Der zweite Teil von „Joeleen” gefällt mir etwas besser, als der erste.
Wie auch schon der vorangegangene Band beginnt dieses Buch mit einem spannenden Prolog, der zeitlich noch vor dem Prolog des ersten Teils ansetzt, was mir sehr gut gefällt.
Es fiel mir leicht, wieder in die Geschichte einzusteigen, da es einen ziemlich nahtlosen Übergang gibt und nicht nochmal lange zusammengefasst wird, was im vorherigen Buch alles passiert ist, wie es manchmal in anderen Büchern der Fall ist.
Nach einem gelungenen Einstieg zieht sich die Geschichte aber leider sehr, da eher wenig passiert und erst ab der Hälfte steigt die Spannung wieder. Das Buch ist dann aber mit richtig guten Ideen gespickt, zum Beispiel über Joeleens Vorfahren, was wirklich interessant und gut durchdacht ist.
Es gibt einige unerwartete Wendungen, die mich überrascht haben.

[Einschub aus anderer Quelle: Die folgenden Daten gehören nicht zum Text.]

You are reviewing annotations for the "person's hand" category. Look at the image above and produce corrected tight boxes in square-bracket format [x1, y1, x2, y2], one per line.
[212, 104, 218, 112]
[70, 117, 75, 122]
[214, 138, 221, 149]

Den wahrscheinlich größten Plot twist fand ich allerdings ziemlich offensichtlich und er konnte mich deshalb logischerweise nicht so überzeugen. Zudem hat mich das Love Triangle irgendwann leider etwas genervt und ich hätte mir statt Streit zwischen zwei von diesen Dreien (ich will jetzt keine Namen nennen, um nicht zu spoilern) mehr Liebesszenen gewünscht.
Was mir gut gefällt, ist der meist angenehme Schreibstil der Autorin, der mich auch an den Stellen, an denen eher weniger passiert ist, zum Weiterlesen angeregt hat. Es gibt aber auch Szenen, die so spannend sind, dass ich das Buch nicht mehr aus der Hand legen wollte und vor allem diese haben mich überzeugt!